La recente crisi in Ucraina rende opportuna una riflessione sulle singolari ambiguità dell’Unione Europea, tanto più in un contesto da neo-guerra fredda che potrebbe rappresentare un’importante occasione per affermare una sua incisiva azione diplomatica. Ma tutto questo pare appartenga ormai all’utopia.
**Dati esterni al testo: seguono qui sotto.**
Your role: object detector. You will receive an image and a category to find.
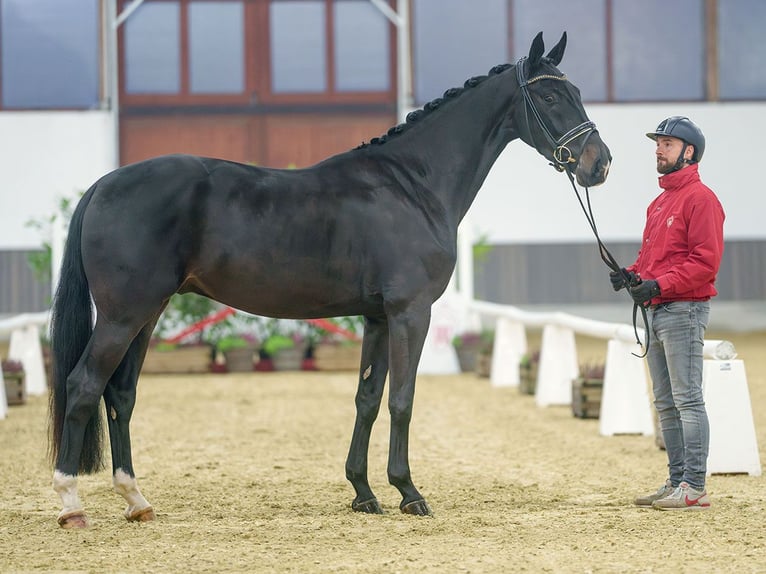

L’Europa occidentale nel secondo dopoguerra si aggregò attorno al comune interesse della ricostruzione, grazie agli aiuti americani del Piano Marshall; con questa strategia, gli Stati Uniti crearono una vasta area di contenimento geopolitico rispetto all’Unione Sovietica. Il processo di integrazione europea ha quindi implicato sin dalla sua nascita la creazione di un ambito territoriale con cui non solo si sarebbe arginato il comunismo sul piano geopolitico, ma anche ideologico. La cooperazione tra i vari Stati europei fu il mezzo con cui gli USA hanno contribuito a propagandare in modo efficace i propri valori anche nel vecchio continente, che è diventato uno spazio di libera circolazione delle persone, delle idee, delle merci e dei fattori produttivi. Non si può certo negare che tutto ciò abbia portato un lungo periodo di convivenza pacifica e una conseguente crescita economica; ma ha anche legato indissolubilmente le sorti politiche europee a quelle dell’alleato d’oltreoceano.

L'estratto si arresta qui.